Kevin Haynes: There are challenges in creating reusable phenotypes that can operate on heterogeneous EHR data with different levels of data quality, population representation and data capture. I am generally in the camp that these algorithms are not that transportable across space, meaning the database, and time, both within the database types of EHRs and claims. Although I’m a little more persuaded that an Aetna-validated algorithm will work in an Anthem claims environment than, for example, an EHR phenotype algorithm in health system A on Cerner works in health system B on Epic.

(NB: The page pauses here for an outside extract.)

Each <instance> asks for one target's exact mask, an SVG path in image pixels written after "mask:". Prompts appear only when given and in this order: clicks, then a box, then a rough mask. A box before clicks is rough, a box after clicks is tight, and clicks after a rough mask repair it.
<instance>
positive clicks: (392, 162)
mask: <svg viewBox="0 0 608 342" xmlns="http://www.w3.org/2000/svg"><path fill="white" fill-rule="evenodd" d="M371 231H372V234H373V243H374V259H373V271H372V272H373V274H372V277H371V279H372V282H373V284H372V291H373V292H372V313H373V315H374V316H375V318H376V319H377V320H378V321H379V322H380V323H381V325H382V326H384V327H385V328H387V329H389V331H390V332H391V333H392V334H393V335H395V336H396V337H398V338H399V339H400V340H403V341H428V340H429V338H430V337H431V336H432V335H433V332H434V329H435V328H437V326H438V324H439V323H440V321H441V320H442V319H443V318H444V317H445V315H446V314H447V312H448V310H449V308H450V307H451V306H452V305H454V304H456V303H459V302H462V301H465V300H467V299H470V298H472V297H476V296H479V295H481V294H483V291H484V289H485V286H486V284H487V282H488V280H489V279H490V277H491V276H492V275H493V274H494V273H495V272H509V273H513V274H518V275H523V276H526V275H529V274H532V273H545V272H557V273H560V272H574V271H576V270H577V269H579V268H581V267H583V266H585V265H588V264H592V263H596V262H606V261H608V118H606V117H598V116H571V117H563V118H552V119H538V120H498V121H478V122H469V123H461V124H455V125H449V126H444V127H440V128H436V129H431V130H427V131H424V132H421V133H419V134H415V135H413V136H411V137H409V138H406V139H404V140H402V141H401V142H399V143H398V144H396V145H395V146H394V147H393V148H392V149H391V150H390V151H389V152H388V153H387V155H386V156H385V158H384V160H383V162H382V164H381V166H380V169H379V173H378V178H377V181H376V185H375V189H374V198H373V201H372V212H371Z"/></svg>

However, there is concern that coding practices and EHR systems vary over time with changes in coding practices and data feed availability. Additionally, there is the challenge of matching a research question to the data that is available. Researchers must balance incident vs prevalent vs exacerbation of a prior event, all of which are further complicated by the variable follow-up time across individuals and variable data quality across data resources.

That said, do I move phenotypes around various databases? Yes. I always have my eye on methods to validate with medical records or through novel methods to further understand the study-specific data quality needs of RWD to address real-world evidence.


Is there another way to speed the development and validation of phenotypes that work in local populations?

David Carrell: The transportability of a given, published phenotype algorithm is limited, or at least more limited than many people would like to acknowledge. I also believe computable phenotypes need to be re-validated in each setting, cohort or time era, with the last two also applying within one setting. There are just too many ways that setting/cohort/era can make algorithms perform differently.

Because of this, I think one useful strategy for phenotype ‘reusability’ is to focus on the reusability and scalability of the algorithm development process itself, rather than the product of that process, the algorithm. Making the development process itself so efficient that it becomes feasible to replicate the entire development process in each setting is one of the appeals of the more automated approaches, like PheNorm  and PheCAP.

Some epidemiologists and statisticians find the idea that each site in a multi-site study would develop and utilize its own version of an algorithm very distasteful, but I suspect that the lack of such concerns when all sites are utilizing the exact same algorithm is due to a fair amount of wishful thinking and illusion about the idiosyncrasies and heterogeneity of data across sites, cohorts and era.

The automated approaches have limitations of course—including requiring access to clinical notes—and will certainly not work for all phenotypes. However, the ‘reusable phenotype algorithm problem’ is so big and diverse that there won’t be a single solution for all phenotypes.


Disclaimers:

Rachel Richesson, Elise Berliner, Kevin Haynes and David Carrell have no disclaimers to declare.

The opinions expressed in this feature are those of the interviewee/author and do not necessarily reflect the views of The Evidence Base®.